Sunday, October 29, 2006

Catch and Release

At my waterside school the learning environment extends out to the end of our dock (and sometimes beyond). I'm just getting to know these students and watched as something almost magical happened on "dock day."There are behavior problems in every classroom, some have more than others. There are students who struggle and seem to wrestle with the textbook. There are those who just can't seem to keep still and wander around the room like a lost puppy. These students, on dock day, were engaged, competent, focused, and literally joyous!

Maybe it was the fresh sea air; maybe it was getting out from behind those desks in the classroom. Whatever it was, it gave me a glimpse into the hearts of these budding teenagers who showed me a side of themselves most teachers never see - that of confident and expert learners.

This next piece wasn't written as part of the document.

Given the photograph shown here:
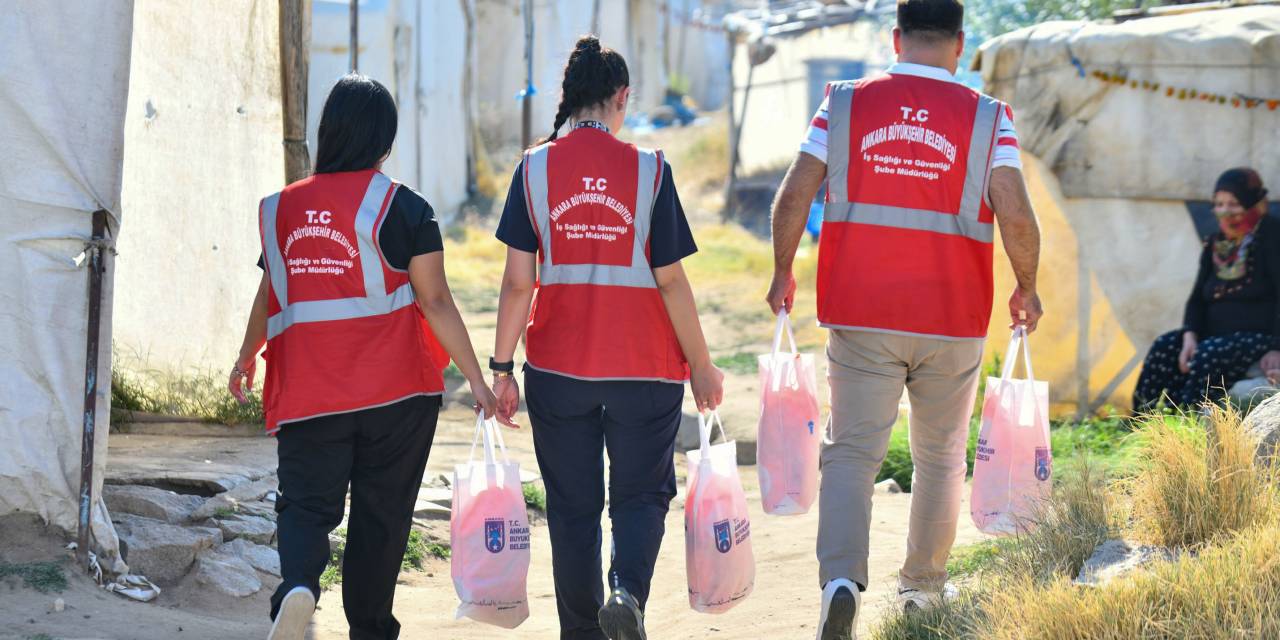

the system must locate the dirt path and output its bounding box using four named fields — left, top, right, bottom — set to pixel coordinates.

left=307, top=406, right=985, bottom=640
left=2, top=405, right=982, bottom=640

I marveled at the pixie who, with her black nail polish, nose ring, and chains dangling from her hips, gathered a cast net back together, held one end in her teeth before throwing over the edge of the dock into a perfect wide circle into the waiting water. Moments later she pulled the net up and counted her catch - about 10 pinfish and one small blowfish! Just as expertly she picked up each one and threw it back into the water. She knew from experience which were worth keeping and which weren't. Catch and release - that's how we do things on dock day.

We spend so much time trying to keep kids in a box of our making. Although the parameters are usually for their safety, I wonder how many of us say "No" more often than we say "Yes." Those things we say "No" to aren't always to keep our kids safe. They are for our convenience as parents and teachers. It seems easier to say "No."

The problem is that the more we say "No" the less opportunities our children will have to experience the world around them. Their strengths, their talents, their gifts may not show up until we say "Yes." We can let them experience the world and cast a wide net of experience. We don't have to accept everything they catch though. We can teach them how to identify what they catch in their nets as worth keeping or not. Help them learn how to catch and release.

Maybe then we will learn how to catch and release as well.